Kafka Retention and Topic Subscriptions

Looking at the Kafka message broker implementation I see that when a service starts it begins publishing message for each of its topic to the broker, resuming from where it last left off. This gets all the messages into the broker independent of any particular client. It’s up to the broker implementation to manage each client’s consumption of messages (consumer groups, offsets, etc).

In the case of Kafka, if we don’t allow an infinite retention period then message will eventually be deleted. Is it the case that if a new service comes online after the retention period, it won’t be able to subscribe to a topic from the beginning because some messages will no longer be available? If so, are there any best practices on how to handle this case?

That’s correct. There are two general strategies:

  1. Set a long or unlimited retention period for the topic
  2. Create a new topic that begins publishing from the start, and have new consumers read from that

The tradeoffs are optimizing for the case where you don’t expect more consumers later vs. where you do.
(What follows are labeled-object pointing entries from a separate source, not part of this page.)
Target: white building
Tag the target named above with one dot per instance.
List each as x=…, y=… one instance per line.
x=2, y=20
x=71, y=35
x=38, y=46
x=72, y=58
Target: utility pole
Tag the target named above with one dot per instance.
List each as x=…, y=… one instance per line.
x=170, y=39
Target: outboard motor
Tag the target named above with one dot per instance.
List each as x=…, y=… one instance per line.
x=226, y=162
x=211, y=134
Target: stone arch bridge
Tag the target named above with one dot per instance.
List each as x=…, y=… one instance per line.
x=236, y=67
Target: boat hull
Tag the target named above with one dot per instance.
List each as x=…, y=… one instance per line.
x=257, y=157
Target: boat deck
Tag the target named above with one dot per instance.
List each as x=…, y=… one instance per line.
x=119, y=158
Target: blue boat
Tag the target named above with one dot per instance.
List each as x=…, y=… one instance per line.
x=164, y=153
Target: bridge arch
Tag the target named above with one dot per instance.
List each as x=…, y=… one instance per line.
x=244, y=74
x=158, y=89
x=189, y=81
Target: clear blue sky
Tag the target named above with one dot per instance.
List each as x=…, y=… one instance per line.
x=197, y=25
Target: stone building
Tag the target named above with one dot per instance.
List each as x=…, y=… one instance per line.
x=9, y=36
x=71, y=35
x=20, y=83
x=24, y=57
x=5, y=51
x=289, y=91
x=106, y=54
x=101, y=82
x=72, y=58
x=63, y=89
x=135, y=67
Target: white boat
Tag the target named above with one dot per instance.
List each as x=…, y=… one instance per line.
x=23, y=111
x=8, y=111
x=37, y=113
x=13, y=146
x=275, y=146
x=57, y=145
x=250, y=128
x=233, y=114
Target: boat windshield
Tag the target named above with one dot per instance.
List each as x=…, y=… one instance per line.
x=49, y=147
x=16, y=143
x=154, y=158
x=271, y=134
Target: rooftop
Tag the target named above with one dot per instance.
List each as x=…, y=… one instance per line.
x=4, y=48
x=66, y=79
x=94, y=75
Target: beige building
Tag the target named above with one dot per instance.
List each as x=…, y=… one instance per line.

Some things to consider:

  • The first option obviously consumes more space for the logs, so if you don’t expect new consumers frequently, the second option might be a better tradeoff.
  • Repopulating an empty topic from a big event journal could take some time, so if you do expect new consumers frequently, the first option might allow them to catch up more quickly.
  • You can’t change the retention period once the topic is created, which might force you into the second option if you’re already in production.
  • If the format of your data needs to change for new consumers, the second option might be better, as it allows you to decouple your old and new data formats.

Thanks @TimMoore, that helps a lot.